Theriot was rushed back to the United States for three months of harsh treatments, signifying the end of his tour with the Peace Corps.
“Now they give you two pills, and it’s over,” he said. “Go figure.”
Theriot’s two-and-a-half years with the Peace Corps brought him face-to-face with former Presidents Kennedy and Lyndon B. Johnson, and he also remembers Shriver’s daughter, Maria, as a young girl.
As Theriot remembers his experience 46 years later, he recognizes the Peace Corps service exposed him to much more than the initial adventure.
“It has pretty well guided my life,” said Theriot, who resides in Catahoula. “And not just my life, but my business and the way I raised my family.”
His experience also pushed him to become fearless in his political views and allowed him to lobby for issues he believes in, he said.
“After the Peace Corps, I became a person who believes that no one on this planet should go to bed starving,” Theriot said.
Theriot continues to work as a consultant with developing countries.

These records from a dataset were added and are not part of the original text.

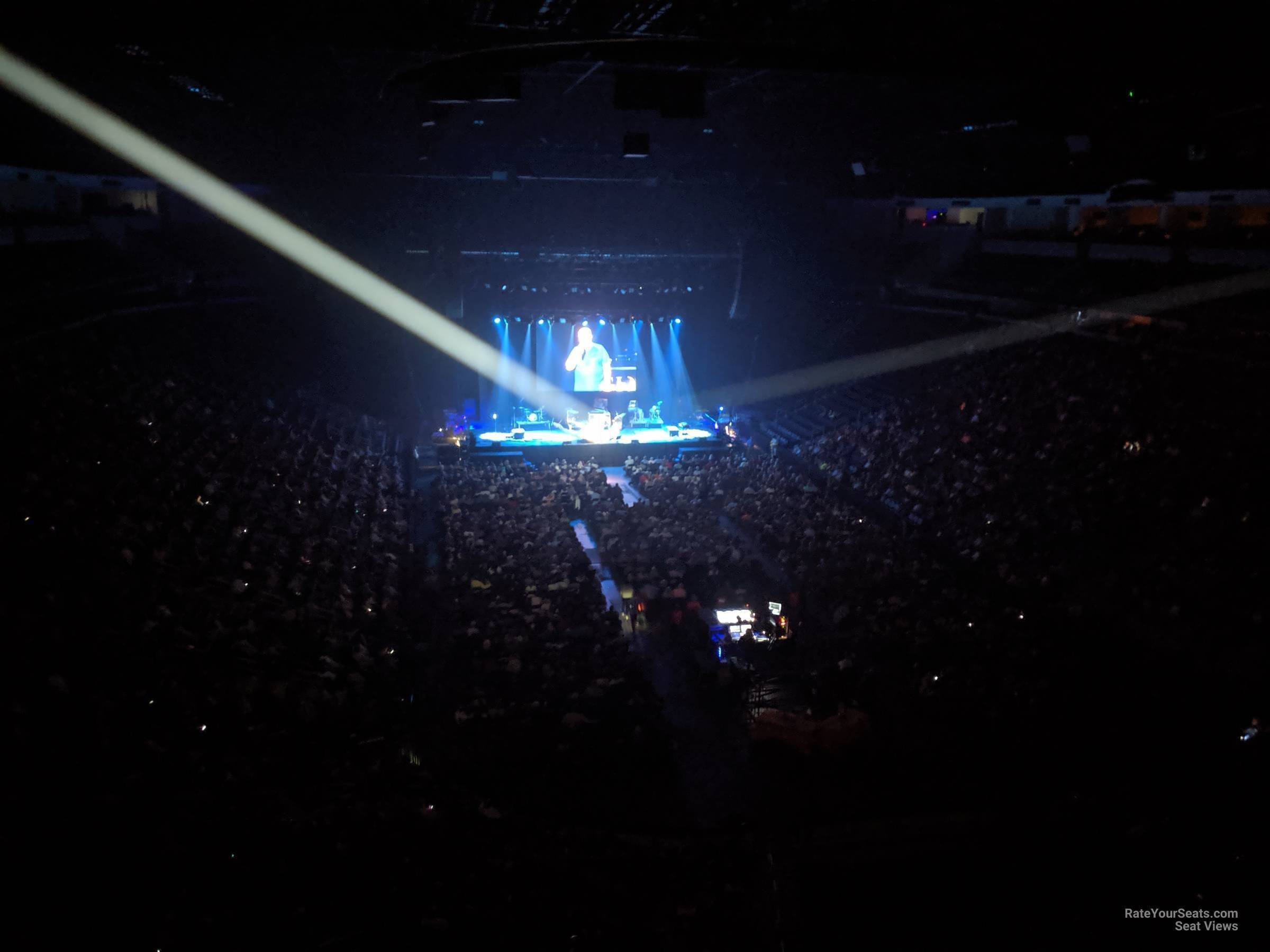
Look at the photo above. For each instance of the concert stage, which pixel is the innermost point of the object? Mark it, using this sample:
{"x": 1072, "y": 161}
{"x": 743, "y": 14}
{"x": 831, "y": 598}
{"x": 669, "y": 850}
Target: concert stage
{"x": 539, "y": 446}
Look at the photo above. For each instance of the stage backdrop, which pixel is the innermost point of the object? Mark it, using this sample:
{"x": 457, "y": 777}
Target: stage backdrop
{"x": 588, "y": 357}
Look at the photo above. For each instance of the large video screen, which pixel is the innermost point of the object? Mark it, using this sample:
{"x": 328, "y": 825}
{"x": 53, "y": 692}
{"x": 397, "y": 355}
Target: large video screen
{"x": 586, "y": 360}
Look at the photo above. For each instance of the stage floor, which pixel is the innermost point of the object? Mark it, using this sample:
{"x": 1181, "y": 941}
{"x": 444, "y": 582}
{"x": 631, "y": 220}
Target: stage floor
{"x": 559, "y": 438}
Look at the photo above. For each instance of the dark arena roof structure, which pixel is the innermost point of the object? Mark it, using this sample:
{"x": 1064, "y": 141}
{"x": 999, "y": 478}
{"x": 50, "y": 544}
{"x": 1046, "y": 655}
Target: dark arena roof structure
{"x": 808, "y": 493}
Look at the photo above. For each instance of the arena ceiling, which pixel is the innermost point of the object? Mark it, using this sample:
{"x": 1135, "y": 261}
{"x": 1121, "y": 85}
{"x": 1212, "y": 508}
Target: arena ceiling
{"x": 789, "y": 93}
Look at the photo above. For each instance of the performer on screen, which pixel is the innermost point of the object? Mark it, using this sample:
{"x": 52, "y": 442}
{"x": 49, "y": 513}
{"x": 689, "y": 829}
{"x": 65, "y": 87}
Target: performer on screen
{"x": 589, "y": 362}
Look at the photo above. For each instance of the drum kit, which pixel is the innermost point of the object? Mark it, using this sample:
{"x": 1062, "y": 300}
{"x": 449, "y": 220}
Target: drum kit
{"x": 531, "y": 418}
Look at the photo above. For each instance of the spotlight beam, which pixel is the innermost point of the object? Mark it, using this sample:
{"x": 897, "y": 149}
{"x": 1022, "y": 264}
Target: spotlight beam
{"x": 271, "y": 229}
{"x": 852, "y": 369}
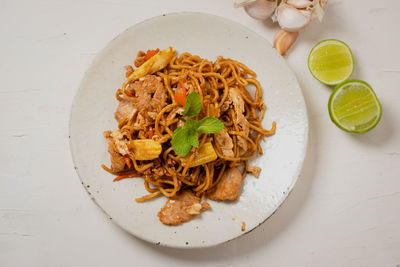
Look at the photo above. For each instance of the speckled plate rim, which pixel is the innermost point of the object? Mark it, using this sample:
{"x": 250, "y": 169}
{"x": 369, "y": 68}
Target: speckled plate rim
{"x": 279, "y": 203}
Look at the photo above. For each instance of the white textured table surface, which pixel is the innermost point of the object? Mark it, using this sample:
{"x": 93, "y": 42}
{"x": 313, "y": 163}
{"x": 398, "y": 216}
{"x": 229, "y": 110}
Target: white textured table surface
{"x": 344, "y": 210}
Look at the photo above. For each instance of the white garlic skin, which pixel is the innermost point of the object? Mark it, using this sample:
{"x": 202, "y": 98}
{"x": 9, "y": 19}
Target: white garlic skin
{"x": 292, "y": 19}
{"x": 261, "y": 9}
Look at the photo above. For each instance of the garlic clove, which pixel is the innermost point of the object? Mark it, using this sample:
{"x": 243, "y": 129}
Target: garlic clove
{"x": 292, "y": 19}
{"x": 284, "y": 40}
{"x": 261, "y": 9}
{"x": 300, "y": 3}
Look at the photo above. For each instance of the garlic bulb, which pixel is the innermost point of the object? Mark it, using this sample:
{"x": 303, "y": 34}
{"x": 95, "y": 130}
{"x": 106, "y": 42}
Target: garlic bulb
{"x": 294, "y": 15}
{"x": 258, "y": 9}
{"x": 284, "y": 40}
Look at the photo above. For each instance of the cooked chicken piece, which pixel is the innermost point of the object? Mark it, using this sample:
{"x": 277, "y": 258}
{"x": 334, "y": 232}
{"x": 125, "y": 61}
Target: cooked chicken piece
{"x": 224, "y": 141}
{"x": 117, "y": 160}
{"x": 139, "y": 59}
{"x": 229, "y": 186}
{"x": 154, "y": 64}
{"x": 120, "y": 144}
{"x": 183, "y": 207}
{"x": 125, "y": 108}
{"x": 254, "y": 170}
{"x": 235, "y": 99}
{"x": 151, "y": 95}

Since the Peace Corps, he has traveled back to Africa and other places around the world, and is currently creating a program in Haiti to train youth leaders on preserving natural resources.
On a local level, Theriot is, among other things, the retired general manager of the St. Martin Sugarcane Co-Op, president of the American Sugarcane League and secretary of the Louisiana Farm Bureau.
Theriot said despite the bureaucracy that sometimes hinders the Peace Corps, he sees its progression each year.
“I think the Peace Corps has matured,” he said. “Bureaucrats understand that we want to keep Kennedy’s promise.”